Zwei Drittel der Eltern von Kindern im Kita-Alter versäumen, mit ihren Kindern zur zahnärztlichen Vorsorge zu gehen. Im Jahr 2018 waren in Brandenburg nur 36,1 Prozent und in Berlin nur 35 Prozent der 2,5- bis 6-Jährigen bei einer zahnärztlichen Früherkennungsuntersuchung. Das geht aus dem Zahnreport 2020 der Barmer hervor. „Wer mit seinen Kindern nicht zur Vorsorge zum Zahnarzt geht, bringt sie um die Chance, mit gesunden Zähnen aufzuwachsen. Kinder mit kariösen Milchzähnen haben meist auch schlechte bleibende Zähne und können ein Leben lang darunter leiden“, sagt Gabriela Leyh, Landesgeschäftsführerin der Barmer Berlin/Brandenburg und verweist darauf, dass zahnärztliche Früherkennungsuntersuchungen schon ab dem sechsten Lebensmonat Kassenleistung seien.

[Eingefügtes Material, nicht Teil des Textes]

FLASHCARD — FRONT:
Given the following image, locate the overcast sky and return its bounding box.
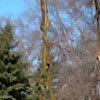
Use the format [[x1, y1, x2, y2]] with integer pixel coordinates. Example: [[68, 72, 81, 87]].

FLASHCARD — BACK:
[[0, 0, 27, 17]]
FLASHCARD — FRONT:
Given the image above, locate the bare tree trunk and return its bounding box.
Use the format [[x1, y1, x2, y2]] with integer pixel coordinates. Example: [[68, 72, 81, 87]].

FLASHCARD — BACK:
[[94, 0, 100, 61], [39, 0, 55, 100]]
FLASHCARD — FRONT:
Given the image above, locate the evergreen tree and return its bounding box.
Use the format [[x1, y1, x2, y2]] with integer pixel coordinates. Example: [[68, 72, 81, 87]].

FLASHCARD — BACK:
[[0, 22, 31, 100]]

Kinder in Brandenburg und Berlin haben überdurchschnittlich häufig Karies
Nach Abrechnungsdaten der Barmer waren in Brandenburg 35,6 Prozent und in Berlin 36,3 Prozent der 12-Jährigen wegen Karies im Jahr 2018 beim Zahnarzt. Der Bundesdurchschnitt lag bei 33,2 Prozent. Auffällig sei, dass sich die Karieslast sehr ungleich auf die Kinder in Deutschland verteile. So konzentrierten zehn Prozent der Kinder, die im Jahr 2018 wegen Karies behandelt wurden, rund 85 Prozent der zahnärztlichen Therapiekosten auf sich. „Es sind die Kinder aus einkommensschwachen Familien, die am häufigsten Füllungen und Wurzelbehandlungen bekommen und nur schwer mit Präventionsangeboten zu erreichen sind“, so Leyh. Sie schlägt vor, dass Eltern in der Kita einen Zahnarztbesuch ihres Kindes nachweisen müssen, ähnlich wie es bei der Masernschutzimpfung praktiziert wird.

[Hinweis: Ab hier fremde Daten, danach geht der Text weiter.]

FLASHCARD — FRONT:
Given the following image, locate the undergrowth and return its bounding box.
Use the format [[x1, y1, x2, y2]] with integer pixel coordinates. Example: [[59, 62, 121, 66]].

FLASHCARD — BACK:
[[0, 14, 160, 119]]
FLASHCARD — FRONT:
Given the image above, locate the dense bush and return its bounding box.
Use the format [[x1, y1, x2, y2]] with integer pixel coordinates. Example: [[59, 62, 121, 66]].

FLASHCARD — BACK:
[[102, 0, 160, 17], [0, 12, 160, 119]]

Corona-Schließungen verschärft gesundheitliche Ungleichheit
Präventionsmaßnahmen standen in diesem Jahr ohnehin unter einem ungünstigen Stern. Wegen der Corona-Pandemie und des Lockdowns im Frühjahr haben in Berlin seit dem 17. März keine Vorsorgeuntersuchungen an Berliner Kitas und Grundschulen mehr stattgefunden. Normalerweise erreichen die zahnärztlichen Dienste der Gesundheitsämter im Rahmen dieser gruppenprophylaktischen Untersuchungen jährlich über 80 Prozent der gemeldeten Kindergartenkinder und Grundschülerinnen und Grundschüler.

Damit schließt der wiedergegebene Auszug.